As has been widely reported, on Tuesday, July 15, 2008, the U.S. Securities and Exchange Commission (SEC) issued an emergency eight-day order (Order), to become effective on Monday, July 21, and subject to possible extension to up to 30 days, imposing strict prohibitions on effecting short sales in the shares of specified financial institutions if the short seller has not first borrowed or arranged to borrow the securities being sold short. Click here to view the Order. While these prohibitions do not radically differ from requirements already in effect (and that will continue to be in effect) with respect to all stocks, they combine with actions to root out market manipulation that might have a significant effect on certain kinds of short selling practices. The financial institutions in question are listed in the Order.
The explanation accompanying the Order concentrates on the ill-effects of rumor mongering and the possibility that stock prices of financial institutions have been manipulated to the downside, all of which the SEC says it is vigorously investigating. From a technical perspective, however, the changes wrought by the Order could be seen as small. Regulation SHO under the Securities Exchange Act of 1934 (Exchange Act rules 200-203) provides that a broker-dealer may not accept or effect a short sale order on an equity security unless it either (1) has borrowed or entered into a bona fide arrangement to borrow the shares for its own account or (2) has “reasonable grounds” to believe (e.g., on the basis of adequate client assurances) that the shares can be borrowed so that they can be delivered on the date delivery is due. The Order in effect provides that “no person” (whether or not a broker-dealer) may engage in a short sale of the designated securities unless it has complied with the first of these requirements or “otherwise has the security available to borrow in its inventory” and actually delivers the securities on the short sale settlement date.
In effect the Order therefore straightforwardly prohibits naked short selling, which is already illegal if engaged in deliberately and is the subject of a proposed explicit antifraud rule under section 10(b) of the Exchange Act that the SEC noticed for adoption in March (Exchange Act Release 34-57511 (March 17, 2008)). The Order is also consistent with modifications of Regulation SHO adopted in 2007 that tightened requirements to promptly close out failed short sale deliveries in the case of “threshold securities” (i.e., securities that have experienced a defined level of delivery failures) by removing an exemption for “grandfathered” failures that occurred before the security in question became a threshold security. The SEC has taken those actions in response to criticisms of short selling by issuers and in the political arena, and is also considering whether to remove a grandfathering exemption that currently applies to options market makers when a security is classified as a threshold security (Exchange Act Release 34-58107 (July 7, 2008)).
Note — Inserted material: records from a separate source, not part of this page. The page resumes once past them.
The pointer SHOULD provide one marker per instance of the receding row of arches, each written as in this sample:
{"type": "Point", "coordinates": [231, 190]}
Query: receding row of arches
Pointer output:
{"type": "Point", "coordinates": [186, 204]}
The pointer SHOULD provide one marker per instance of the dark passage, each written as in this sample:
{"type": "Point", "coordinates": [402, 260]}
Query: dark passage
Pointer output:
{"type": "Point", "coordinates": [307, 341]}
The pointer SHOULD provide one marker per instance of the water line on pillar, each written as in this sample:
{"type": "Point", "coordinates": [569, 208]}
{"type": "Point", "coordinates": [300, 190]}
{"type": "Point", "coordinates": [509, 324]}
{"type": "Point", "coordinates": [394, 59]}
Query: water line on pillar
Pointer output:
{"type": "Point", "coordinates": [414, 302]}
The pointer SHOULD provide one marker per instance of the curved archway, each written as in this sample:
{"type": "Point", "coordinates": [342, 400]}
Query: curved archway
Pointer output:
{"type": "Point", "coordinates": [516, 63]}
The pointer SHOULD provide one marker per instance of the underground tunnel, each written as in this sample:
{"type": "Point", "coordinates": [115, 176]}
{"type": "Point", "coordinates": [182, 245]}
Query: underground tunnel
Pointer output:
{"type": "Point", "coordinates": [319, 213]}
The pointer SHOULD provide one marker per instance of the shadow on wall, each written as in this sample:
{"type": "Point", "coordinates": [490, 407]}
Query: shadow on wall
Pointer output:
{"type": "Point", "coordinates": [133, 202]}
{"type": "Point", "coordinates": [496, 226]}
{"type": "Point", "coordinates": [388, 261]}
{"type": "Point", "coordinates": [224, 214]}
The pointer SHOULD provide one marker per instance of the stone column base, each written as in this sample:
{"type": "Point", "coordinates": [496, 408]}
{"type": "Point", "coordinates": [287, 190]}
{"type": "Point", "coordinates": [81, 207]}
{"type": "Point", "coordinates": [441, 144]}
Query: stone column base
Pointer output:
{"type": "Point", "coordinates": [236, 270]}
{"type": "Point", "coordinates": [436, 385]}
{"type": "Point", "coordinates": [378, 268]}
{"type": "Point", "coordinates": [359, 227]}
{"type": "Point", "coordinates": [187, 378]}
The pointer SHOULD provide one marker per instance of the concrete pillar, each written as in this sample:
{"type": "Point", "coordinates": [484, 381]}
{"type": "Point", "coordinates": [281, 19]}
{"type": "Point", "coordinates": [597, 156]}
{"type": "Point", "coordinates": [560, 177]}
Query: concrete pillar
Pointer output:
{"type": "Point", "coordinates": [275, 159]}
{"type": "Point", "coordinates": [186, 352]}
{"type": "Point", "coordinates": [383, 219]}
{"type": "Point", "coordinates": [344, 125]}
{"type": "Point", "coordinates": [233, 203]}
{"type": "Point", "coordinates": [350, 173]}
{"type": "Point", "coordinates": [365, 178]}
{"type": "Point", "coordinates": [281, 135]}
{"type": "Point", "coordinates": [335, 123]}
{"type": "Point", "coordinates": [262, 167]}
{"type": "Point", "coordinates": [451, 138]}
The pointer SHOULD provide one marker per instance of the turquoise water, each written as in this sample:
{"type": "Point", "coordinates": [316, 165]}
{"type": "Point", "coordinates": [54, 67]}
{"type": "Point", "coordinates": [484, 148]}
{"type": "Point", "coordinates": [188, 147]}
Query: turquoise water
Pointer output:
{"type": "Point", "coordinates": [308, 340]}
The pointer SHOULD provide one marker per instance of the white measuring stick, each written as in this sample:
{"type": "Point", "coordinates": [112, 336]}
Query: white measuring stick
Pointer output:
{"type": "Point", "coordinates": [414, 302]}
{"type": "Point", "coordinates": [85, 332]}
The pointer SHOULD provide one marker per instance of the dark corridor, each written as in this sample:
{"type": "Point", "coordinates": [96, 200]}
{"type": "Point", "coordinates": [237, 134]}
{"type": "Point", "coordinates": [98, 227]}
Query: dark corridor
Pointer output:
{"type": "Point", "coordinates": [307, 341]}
As noted in the SEC’s proposing release for the antifraud rule, failure to deliver in a short sale in effect turns a sale transaction for a security into a futures contract (since the seller’s obligation to deliver to the buyer persists) and can deprive buyers of rights of ownership. Systematic engagement in failed transactions could also accentuate downside pressure on a stock that is the subject of manipulation through the dissemination of adverse rumors. Because such practices are already illegal, however, it is not clear how often they occur. Furthermore, in promulgating the Order the SEC did not cite evidence of unusual levels of failed deliveries in the named stocks or imply that they might be approaching threshold security status. As a result, it may be that the Order will have little actual effect on most short transactions executed in the market other than to mildly retard short selling in these stocks and send a shot across the bow of traders perceived to be acting on the basis of potentially manipulative rumors. According to press reports certain practical issues are also being hashed out, including the effect of the Order on options market makers. The effect of the SEC’s actions in this circumstance will bear watching and could presage other more general modifications in Regulation SHO.